I am wondering whether there is a way to upload a zip file to django web server and put the zip's files into django database WITHOUT accessing the actual file system in the process (e.g. extracting the files in the zip into a tmp dir and then load them)

Django provides a function to convert python File to Django File, so if there is a way to convert ZipExtFile to python File, it should be fine.

thanks for help!

Django model:

from django.db import models

class Foo:
    file = models.FileField(upload_to='somewhere')

Usage:

from zipfile import ZipFile 
from django.core.exceptions import ValidationError  
from django.core.files import File  
from io import BytesIO  

z = ZipFile('zipFile')
istream = z.open('subfile')
ostream = BytesIO(istream.read())
tmp = Foo(file=File(ostream))
try:
    tmp.full_clean()
except Validation, e:
    print e

Output:

{'file': [u'This field cannot be blank.']}

[SOLUTION] Solution using an ugly hack:

As correctly pointed out by Don Quest, file-like classes such as StringIO or BytesIO should represent the data as a virtual file. However, Django File's constructor only accepts the build-in file type and nothing else, although the file-like classes would have done the job as well. The hack is to set the variables in Django::File manually:

buf = bytesarray(OPENED_ZIP_OBJECT.read(FILE_NAME))
tmp_file = BytesIO(buf)
dummy_file = File(tmp_file)   # this line actually fails
dummy_file.name = SOME_RANDOM_NAME
dummy_file.size = len(buf)
dummy_file.file = tmp_file
# dummy file is now valid

Please keep commenting if you have a better solution (except for custom storage)

Answer 1

There's an easier way to do this:

from django.core.files.base import ContentFile

uploaded_zip = zipfile.ZipFile(uploaded_file, 'r')  # ZipFile

for filename in uploaded_zip.namelist():
    with uploaded_zip.open(filename) as f:  # ZipExtFile
        my_django_file = ContentFile(f.read())

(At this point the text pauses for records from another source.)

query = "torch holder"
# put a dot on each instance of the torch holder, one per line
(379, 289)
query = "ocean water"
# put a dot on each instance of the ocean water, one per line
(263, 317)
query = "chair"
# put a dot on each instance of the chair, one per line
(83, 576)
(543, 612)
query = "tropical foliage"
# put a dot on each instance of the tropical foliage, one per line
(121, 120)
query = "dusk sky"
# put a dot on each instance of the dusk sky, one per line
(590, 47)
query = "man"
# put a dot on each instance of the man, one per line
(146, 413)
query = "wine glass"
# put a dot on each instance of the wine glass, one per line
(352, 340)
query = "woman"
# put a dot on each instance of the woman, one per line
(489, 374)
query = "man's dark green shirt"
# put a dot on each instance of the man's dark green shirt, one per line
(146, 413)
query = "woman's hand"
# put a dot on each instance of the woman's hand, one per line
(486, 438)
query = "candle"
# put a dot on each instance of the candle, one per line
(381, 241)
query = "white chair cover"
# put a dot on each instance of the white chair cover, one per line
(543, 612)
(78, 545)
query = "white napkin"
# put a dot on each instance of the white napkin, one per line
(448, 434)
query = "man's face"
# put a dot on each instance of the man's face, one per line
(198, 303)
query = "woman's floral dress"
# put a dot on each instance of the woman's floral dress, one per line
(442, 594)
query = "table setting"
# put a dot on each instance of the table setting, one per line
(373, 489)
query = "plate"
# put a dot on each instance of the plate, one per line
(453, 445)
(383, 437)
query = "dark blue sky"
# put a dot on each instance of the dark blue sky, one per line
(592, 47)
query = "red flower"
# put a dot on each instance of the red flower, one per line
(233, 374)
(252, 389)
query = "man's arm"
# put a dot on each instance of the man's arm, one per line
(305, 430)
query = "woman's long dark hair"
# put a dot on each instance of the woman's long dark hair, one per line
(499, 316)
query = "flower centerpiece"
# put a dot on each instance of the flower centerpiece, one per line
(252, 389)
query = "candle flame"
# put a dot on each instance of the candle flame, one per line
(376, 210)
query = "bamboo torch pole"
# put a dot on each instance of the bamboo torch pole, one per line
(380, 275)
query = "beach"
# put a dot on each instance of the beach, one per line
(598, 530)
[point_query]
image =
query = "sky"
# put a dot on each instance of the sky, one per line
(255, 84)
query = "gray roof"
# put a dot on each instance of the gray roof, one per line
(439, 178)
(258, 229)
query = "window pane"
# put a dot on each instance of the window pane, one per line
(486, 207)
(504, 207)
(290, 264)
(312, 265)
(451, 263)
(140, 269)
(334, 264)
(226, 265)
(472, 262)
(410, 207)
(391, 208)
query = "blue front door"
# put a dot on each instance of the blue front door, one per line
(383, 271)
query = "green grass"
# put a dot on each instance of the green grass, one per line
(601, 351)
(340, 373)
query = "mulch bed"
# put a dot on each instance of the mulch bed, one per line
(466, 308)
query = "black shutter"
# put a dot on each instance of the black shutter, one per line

Using this, you can convert a file that was uploaded to memory directly to a django file. For a more complete example, let's say you wanted to upload a series of image files inside of a zip to the file system:

# some_app/models.py
class Photo(models.Model):
    image = models.ImageField(upload_to='some/upload/path')

...

# Upload code    
from some_app.models import Photo

for filename in uploaded_zip.namelist():
    with uploaded_zip.open(filename) as f:  # ZipExtFile
        new_photo = Photo()
        new_photo.image.save(filename, ContentFile(f.read(), save=True)

Answer 2

Without knowing to much about Django, i can tell you to take a look at the "io" package. You could do something like:

from zipfile import ZipFile
from io import StringIO
zname,zipextfile = 'zipcontainer.zip', 'file_in_archive'
istream = ZipFile(zname).open(zipextfile)
ostream = StringIO(istream.read())

And then do whatever you would like to do with your "virtual" ostream Stream/File.